16 S amplicon sequencing

The 16 S rRNA gene sequence libraries were created using the 16 S Rapid Amplicon Barcoding Kit (ONT, Oxford, UK) by following the manufacturer’s instructions. LongAmp® Taq 2X master mix (New England Biolabs, Ipswich, USA) and the barcoded nanopore sequence primers 27 F 5′-AGA GTT TGA TCM TGG CTC AG-3′ and 1492R: 5′-GGT TAC CTTGTT ACG ACT T-3′ were used to amplify the full-length (1600 bp) 16 S rRNA gene. Following the quantification of 16 S rRNA gene amplicons, equal amounts of amplicons per sample were pooled, and the library was processed according to the manufacturer’s instructions. After incubating the library with Library Loading Beads (ONT, Oxford, UK), the mixture was loaded into the GridION flow cell (version R.9.4, ONT, Oxford, UK). The GridION nanopore sequencer was used for 14 h of sequencing at PT. Genetika Science Indonesia (https://ptgenetika.com). Nanopore sequencing was operated by MinKNOW software version 23.04.5. Basecalling was performed using Guppy version 6.5.7 with a high-accuracy model [10].

Data processing

The output data (FASTQ files) generated more than 93,000 amplified sequences in each sample, subjected to QC using NanoPlot 1.40.0. Quality filtering was done using NanoFit 2.8.0. to obtain 0.34GB data in each sample with 1600 bp average sequence length in all three samples. The average sequence quality was 30 (Phred Score). Filtered reads were classified using the Centrifuge classifier [11]. The Bacteria and Archaea index was built using the NCBI 16 S RefSeq database [12]. Data is publicly available at EMBL-EBI ENA under the study ID PRJEB70710 (Table 1) [13]. The project is ongoing and no other data and analysis were published earlier.

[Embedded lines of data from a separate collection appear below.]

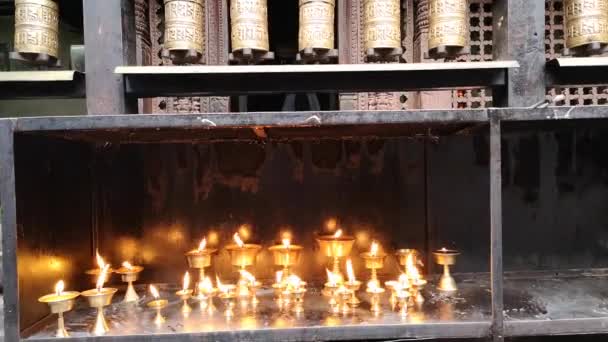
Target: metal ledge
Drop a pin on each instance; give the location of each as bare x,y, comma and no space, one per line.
201,80
575,71
41,84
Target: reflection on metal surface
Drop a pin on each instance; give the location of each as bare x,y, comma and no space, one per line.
184,25
249,25
448,23
474,305
316,24
37,27
381,24
586,22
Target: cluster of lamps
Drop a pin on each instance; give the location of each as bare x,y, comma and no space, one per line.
289,288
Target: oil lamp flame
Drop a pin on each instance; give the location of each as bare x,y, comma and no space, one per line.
237,240
350,272
202,245
154,292
186,282
374,249
59,287
100,262
101,278
247,276
332,279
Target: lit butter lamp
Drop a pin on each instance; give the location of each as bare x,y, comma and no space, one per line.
200,259
331,290
227,294
335,247
353,285
375,291
184,294
60,302
95,272
446,257
374,260
98,298
129,274
294,292
158,304
285,255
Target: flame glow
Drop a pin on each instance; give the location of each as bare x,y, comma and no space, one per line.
100,262
202,245
154,292
186,282
237,240
247,276
350,272
374,249
59,287
332,279
127,265
101,278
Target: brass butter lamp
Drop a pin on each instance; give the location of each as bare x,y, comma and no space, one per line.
446,258
60,302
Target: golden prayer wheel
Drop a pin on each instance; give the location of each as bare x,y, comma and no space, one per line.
586,22
249,25
37,27
184,25
316,24
381,21
448,23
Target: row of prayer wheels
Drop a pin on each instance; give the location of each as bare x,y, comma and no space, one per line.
37,26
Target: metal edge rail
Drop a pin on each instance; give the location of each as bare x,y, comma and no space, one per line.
42,84
151,81
577,71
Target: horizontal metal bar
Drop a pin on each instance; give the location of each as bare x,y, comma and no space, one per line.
41,84
595,325
340,333
151,81
257,119
577,71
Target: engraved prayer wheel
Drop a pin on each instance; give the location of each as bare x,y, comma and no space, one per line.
586,22
37,27
381,21
448,23
316,24
249,25
184,25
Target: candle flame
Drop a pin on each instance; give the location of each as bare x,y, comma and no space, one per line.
100,262
186,283
247,276
206,285
350,272
154,292
374,249
332,279
101,278
59,287
202,245
127,265
237,240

Table 1 Overview of the 16s rRNA sequencing data files/data sets

Limitations

While 16 S rRNA sequencing successfully assigned taxonomy to the hot spring microbiome, it could not provide functional analysis of the microbes. 16 S rRNA sequencing doesn’t detect fungi, viruses, or other non-bacterial/archaeal organisms in the sample.

Secondly, our sampling strategy involved collecting water samples multiple times throughout a single day in July and September 2023. The DNA was then isolated from pooled samples to capture a broader range of species. However, this approach only provides a snapshot and may not represent the seasonal variations within the hot spring’s microbial community. To achieve a more comprehensive understanding of microbial dynamics, it would be ideal to collect water samples from all hot springs throughout the year.